Trinidadian Joey Garcia, My company for last 3 days

I met an Australian couple, Sharon and Patrick, who are in the middle of their 6-month trip to USA and Europe. They decided to catch some test cricket during the trip and have popped off to the West Indies. We were sitting in the grassy area between the double-metal fence and the seats, in the Carib stand. As someone keen on making a long trip like theirs, I was getting valuable input from them, when some official decided to show up and tell us to “get back in the stands”. We weren’t heckling the players, we didn’t try to jump the fence, we had been sitting there all day and done it the previous days too. Out of nowhere, Mr. Trevor Mohammed of the Queen’s Park Cricket Club, tells us that it is the ICC rules to not allow us to sit in the grassy area and we have to be in our seats at all times! Good job screwing the fans, yet again.

Aussie fans Sharon and Patrick

Here we are, two fans that have come all the way from Australia and me, wearing a West Indies maroon hat nonetheless, supporting cricket and some random official decides to screw our happiness. This, in a ground, run by these blokes, that does not have a big screen for replays, dodgy toilet facilities, no PA system on Day 1, and ridiculously primitive equipment to get the ground ready. Instead of looking for ways to enrich the fans’ experience at the ground, they decide to pile on. This isn’t just symptomatic of Queen’s Park Oval or the Caribbean either. The fans get shafted to various degrees across the cricket grounds of the world.

We decided we will not leave our spot and if they really want, they can send some uniformed security and escort us back to the stands or kick us out of the ground, and we will then make a huge fuss about it. Luckily for Mr. Mohammed of QPCC, he decided not to push the issue any further. Well, if he isn’t going to follow up with the “ICC rules”, why bother in the first place?

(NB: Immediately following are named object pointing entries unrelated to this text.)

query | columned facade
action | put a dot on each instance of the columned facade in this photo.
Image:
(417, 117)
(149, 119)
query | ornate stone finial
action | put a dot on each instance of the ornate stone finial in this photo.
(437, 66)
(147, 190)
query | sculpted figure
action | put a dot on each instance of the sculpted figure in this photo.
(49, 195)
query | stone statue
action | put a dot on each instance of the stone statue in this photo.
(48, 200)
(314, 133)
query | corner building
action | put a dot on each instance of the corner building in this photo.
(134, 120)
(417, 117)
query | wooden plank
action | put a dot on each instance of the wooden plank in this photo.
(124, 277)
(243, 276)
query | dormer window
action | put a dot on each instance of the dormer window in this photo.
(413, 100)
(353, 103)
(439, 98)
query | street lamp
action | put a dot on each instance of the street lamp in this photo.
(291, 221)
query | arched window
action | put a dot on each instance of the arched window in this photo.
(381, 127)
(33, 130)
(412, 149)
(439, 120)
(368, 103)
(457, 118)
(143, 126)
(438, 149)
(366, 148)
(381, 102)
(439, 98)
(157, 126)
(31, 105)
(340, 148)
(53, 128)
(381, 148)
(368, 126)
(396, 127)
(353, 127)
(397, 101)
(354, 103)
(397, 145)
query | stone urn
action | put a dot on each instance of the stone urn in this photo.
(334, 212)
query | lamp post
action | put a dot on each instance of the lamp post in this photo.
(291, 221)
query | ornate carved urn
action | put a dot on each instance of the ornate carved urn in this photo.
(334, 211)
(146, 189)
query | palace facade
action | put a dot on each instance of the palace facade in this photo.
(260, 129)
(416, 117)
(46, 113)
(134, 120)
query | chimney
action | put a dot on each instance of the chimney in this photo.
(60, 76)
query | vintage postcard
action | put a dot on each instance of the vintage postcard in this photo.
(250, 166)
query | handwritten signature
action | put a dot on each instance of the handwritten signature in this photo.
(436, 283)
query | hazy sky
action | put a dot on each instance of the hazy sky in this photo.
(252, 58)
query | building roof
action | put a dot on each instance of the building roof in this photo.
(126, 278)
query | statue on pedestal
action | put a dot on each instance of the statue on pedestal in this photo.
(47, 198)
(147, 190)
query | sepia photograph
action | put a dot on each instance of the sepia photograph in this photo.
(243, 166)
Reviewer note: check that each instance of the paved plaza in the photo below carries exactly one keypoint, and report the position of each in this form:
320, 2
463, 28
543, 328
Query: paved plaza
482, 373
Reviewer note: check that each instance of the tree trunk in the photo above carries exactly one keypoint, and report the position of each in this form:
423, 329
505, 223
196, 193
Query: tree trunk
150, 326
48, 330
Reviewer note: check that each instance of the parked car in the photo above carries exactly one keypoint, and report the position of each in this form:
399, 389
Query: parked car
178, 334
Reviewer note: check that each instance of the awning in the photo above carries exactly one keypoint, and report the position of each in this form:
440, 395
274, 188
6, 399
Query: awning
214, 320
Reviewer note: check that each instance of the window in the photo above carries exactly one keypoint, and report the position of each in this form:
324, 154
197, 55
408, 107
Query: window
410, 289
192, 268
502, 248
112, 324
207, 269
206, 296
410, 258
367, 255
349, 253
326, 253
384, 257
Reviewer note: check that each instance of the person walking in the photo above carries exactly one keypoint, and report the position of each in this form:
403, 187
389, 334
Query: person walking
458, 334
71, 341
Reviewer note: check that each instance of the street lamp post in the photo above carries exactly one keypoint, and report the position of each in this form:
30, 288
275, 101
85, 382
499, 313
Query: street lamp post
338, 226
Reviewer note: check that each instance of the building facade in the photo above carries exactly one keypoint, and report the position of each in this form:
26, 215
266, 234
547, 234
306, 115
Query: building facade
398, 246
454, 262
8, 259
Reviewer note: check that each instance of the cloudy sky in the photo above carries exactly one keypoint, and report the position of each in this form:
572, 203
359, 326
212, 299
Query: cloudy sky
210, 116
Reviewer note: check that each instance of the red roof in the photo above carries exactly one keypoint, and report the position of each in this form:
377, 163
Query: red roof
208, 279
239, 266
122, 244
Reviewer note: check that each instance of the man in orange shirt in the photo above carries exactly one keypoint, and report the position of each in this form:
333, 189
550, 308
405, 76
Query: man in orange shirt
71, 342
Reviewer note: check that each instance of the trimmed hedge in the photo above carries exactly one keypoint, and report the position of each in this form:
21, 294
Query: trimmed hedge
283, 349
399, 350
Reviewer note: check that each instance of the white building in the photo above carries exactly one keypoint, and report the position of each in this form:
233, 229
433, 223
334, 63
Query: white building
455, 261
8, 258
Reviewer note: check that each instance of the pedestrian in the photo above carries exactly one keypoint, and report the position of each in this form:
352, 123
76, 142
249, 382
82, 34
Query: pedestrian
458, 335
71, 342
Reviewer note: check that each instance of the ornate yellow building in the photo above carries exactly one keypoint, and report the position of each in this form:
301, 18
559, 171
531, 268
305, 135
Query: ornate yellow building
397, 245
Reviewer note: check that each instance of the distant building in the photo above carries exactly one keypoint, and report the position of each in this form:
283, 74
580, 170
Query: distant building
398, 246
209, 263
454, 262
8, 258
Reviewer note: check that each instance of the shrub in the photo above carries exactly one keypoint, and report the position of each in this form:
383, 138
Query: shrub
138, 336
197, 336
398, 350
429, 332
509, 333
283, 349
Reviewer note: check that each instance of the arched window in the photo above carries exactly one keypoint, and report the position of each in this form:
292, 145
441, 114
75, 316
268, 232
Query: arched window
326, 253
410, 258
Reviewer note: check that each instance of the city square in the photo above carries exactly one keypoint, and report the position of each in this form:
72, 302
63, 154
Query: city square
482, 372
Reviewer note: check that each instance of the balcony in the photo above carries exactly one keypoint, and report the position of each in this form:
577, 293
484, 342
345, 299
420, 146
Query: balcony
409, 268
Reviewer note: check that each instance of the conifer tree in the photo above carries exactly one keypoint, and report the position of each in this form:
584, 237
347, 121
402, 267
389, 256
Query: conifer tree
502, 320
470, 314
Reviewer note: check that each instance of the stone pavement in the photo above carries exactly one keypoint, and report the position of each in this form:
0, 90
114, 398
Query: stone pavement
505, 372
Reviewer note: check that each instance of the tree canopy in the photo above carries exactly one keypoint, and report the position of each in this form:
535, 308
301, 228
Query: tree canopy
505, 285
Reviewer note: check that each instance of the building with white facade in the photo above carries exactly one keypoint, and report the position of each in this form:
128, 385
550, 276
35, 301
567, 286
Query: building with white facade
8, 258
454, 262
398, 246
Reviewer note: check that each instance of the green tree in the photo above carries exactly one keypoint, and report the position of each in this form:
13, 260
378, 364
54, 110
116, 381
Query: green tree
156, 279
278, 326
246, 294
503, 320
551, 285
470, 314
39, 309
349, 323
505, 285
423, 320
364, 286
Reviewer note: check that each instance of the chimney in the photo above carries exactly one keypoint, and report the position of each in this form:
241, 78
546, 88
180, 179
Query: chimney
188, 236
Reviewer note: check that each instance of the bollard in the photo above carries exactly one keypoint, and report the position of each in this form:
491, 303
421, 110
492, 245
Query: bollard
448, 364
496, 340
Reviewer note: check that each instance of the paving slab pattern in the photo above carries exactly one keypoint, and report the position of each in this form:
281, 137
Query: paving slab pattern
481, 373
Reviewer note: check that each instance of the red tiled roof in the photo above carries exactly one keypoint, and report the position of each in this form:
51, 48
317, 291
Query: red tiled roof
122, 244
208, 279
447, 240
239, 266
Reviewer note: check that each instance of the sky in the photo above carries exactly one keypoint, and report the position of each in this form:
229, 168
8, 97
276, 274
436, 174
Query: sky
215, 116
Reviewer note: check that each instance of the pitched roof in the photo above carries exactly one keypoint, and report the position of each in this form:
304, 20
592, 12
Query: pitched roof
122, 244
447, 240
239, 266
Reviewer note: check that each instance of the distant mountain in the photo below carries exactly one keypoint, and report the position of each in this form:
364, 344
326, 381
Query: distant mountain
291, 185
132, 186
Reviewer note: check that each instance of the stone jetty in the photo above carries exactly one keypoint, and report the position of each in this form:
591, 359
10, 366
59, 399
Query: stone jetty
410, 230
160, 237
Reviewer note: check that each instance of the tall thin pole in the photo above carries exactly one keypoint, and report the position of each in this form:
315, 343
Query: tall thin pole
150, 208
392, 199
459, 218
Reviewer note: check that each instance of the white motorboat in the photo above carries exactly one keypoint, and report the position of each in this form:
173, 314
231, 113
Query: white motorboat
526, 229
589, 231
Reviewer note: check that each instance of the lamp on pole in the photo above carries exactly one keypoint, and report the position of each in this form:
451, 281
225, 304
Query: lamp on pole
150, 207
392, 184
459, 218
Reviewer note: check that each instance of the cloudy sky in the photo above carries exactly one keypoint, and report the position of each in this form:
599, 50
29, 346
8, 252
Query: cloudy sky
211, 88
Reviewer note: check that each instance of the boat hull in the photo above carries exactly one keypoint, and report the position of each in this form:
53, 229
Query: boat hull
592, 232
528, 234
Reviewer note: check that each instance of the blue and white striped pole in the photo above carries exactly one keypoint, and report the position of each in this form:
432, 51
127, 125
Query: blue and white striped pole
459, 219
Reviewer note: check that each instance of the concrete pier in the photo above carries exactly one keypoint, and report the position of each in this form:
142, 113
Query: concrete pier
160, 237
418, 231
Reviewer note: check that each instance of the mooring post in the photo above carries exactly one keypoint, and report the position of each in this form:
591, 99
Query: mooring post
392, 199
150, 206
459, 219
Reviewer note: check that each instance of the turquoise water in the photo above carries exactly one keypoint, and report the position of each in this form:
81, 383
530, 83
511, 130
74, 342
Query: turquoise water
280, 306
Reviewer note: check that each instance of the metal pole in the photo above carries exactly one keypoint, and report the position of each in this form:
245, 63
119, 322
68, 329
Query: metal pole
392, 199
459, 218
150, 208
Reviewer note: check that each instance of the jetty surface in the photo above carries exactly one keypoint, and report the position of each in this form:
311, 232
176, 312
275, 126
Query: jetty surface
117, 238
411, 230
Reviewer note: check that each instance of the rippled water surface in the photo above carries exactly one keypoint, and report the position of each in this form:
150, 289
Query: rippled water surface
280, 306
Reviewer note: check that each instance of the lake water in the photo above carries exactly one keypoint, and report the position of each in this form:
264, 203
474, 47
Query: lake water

I stuck around after play talking to the locals. Apparently some of them were waiting to get tickets from the WI players for the next day’s play, which is a wonderful gesture from the players. Darren Bravo, local Trinidadian, stopped by and talked to them all a fair bit and I decided to muster up enough courage to walk up to him and ask for an autograph, which he happily obliged. Not too bad, isn’t it – starting off with the possibility of meeting Brian Lara and ending with an autograph of his clone?